Joseph Colomb - novembre 2015

Notes :

 1. Charles Munch (1891-1968), né à Strasbourg, décédé aux USA, d’abord violoniste, puis chef d’orchestre, à la Société des concerts du Conservatoire à Paris, à l’Orchestre symphonique de Boston et à l’Orchestre de Paris, sans compter ses nombreux engagements en Europe et ailleurs. Il créa des ouvrages d’Honegger, Poulenc, Milhaud, Martinů, Dutilleux, etc. 

2. Durant toute la jeunesse du musicien l’Alsace était une terre allemande, conséquence de la défaite française de 1871. Il n’est donc pas surprenant que l’on ait retenu plus la forme germanique de son second prénom que la graphie française.

3. Les Concerts d’été se déroulèrent de 1929 à 1939. Ils eurent lieu dans le cadre verdoyant du parc de l’Orangerie.

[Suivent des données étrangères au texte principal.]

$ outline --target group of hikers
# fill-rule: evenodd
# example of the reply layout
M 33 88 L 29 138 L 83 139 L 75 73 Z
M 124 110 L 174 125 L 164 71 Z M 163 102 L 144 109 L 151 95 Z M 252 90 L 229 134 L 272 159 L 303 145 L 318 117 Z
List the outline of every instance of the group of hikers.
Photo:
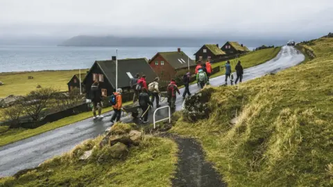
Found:
M 230 80 L 231 84 L 232 84 L 233 76 L 231 71 L 231 66 L 230 61 L 227 61 L 225 64 L 225 84 L 227 84 L 228 78 Z M 238 61 L 237 64 L 235 66 L 236 74 L 237 78 L 235 80 L 235 84 L 238 80 L 241 82 L 243 77 L 243 67 L 241 65 L 241 62 Z M 199 61 L 197 63 L 197 66 L 195 69 L 196 78 L 198 86 L 203 89 L 205 85 L 210 84 L 210 77 L 212 73 L 212 65 L 209 60 L 207 60 L 205 63 L 202 63 Z M 138 101 L 141 109 L 143 111 L 143 114 L 140 120 L 146 123 L 148 122 L 148 110 L 150 108 L 153 107 L 153 103 L 156 102 L 156 108 L 160 107 L 160 90 L 159 90 L 159 78 L 155 78 L 153 82 L 147 84 L 146 80 L 146 76 L 143 75 L 140 77 L 139 73 L 137 73 L 135 76 L 131 78 L 130 82 L 130 88 L 134 92 L 133 103 Z M 182 77 L 182 81 L 185 86 L 185 91 L 182 94 L 182 97 L 185 98 L 186 95 L 191 96 L 189 91 L 189 84 L 191 83 L 191 73 L 187 72 Z M 168 96 L 169 105 L 171 109 L 176 108 L 176 100 L 177 93 L 180 95 L 180 92 L 176 84 L 175 79 L 171 79 L 170 83 L 166 87 L 166 92 Z M 121 107 L 122 107 L 122 93 L 123 90 L 120 88 L 117 89 L 115 92 L 109 98 L 109 102 L 112 104 L 114 109 L 114 113 L 111 118 L 111 122 L 114 123 L 114 121 L 119 121 Z M 99 83 L 98 81 L 95 81 L 91 88 L 91 100 L 92 103 L 92 113 L 94 115 L 93 118 L 103 118 L 101 115 L 102 109 L 102 96 L 101 89 L 99 89 Z M 98 110 L 98 115 L 96 116 L 96 112 Z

4. Programme du concert du 29 juillet 1931 : Honegger, Chant de joie, extrait de Napoléon (1927) ; Janáček, Sinfonietta (1926) ; Milhaud, Saudades do Brazil (1921) ; Hindemith, Nusch-Nuschi (1921). Comme on peut s'en apercevoir, le concert était tout entier consacré à des musiques très récentes, ce qui déconcerta au moins une partie du public.

5. orthographe de l’article respectée.

6. Les Editions Rieder publièrent en 1930, rédigé par Daniel Muller,  le premier livre écrit en français dédié à Janáček et qui resta le seul pendant cinquante ans. Les pages 20 à 26 expliquent la technique musicale du compositeur.

7.Dernières Nouvelles de Strasbourg, 30 juillet 1931, article signé Zed.

8. comme les désignait Zed, le rédacteur de l’article.

9. Ernest Geoffroy Munch a d’abord été chef de chœur.

10. Dernières Nouvelles de Strasbourg, 19 novembre 1931, article signé Zed.

11. Pendant plusieurs années, à partir de 1930, la radio édita une revue dans laquelle elle délivrait le contenu détaillé de ses émissions. Elle accordait une place aux autres radios nationales et à quelques autres de l’étranger. Par contre, aucun commentaire sur les émissions diffusées.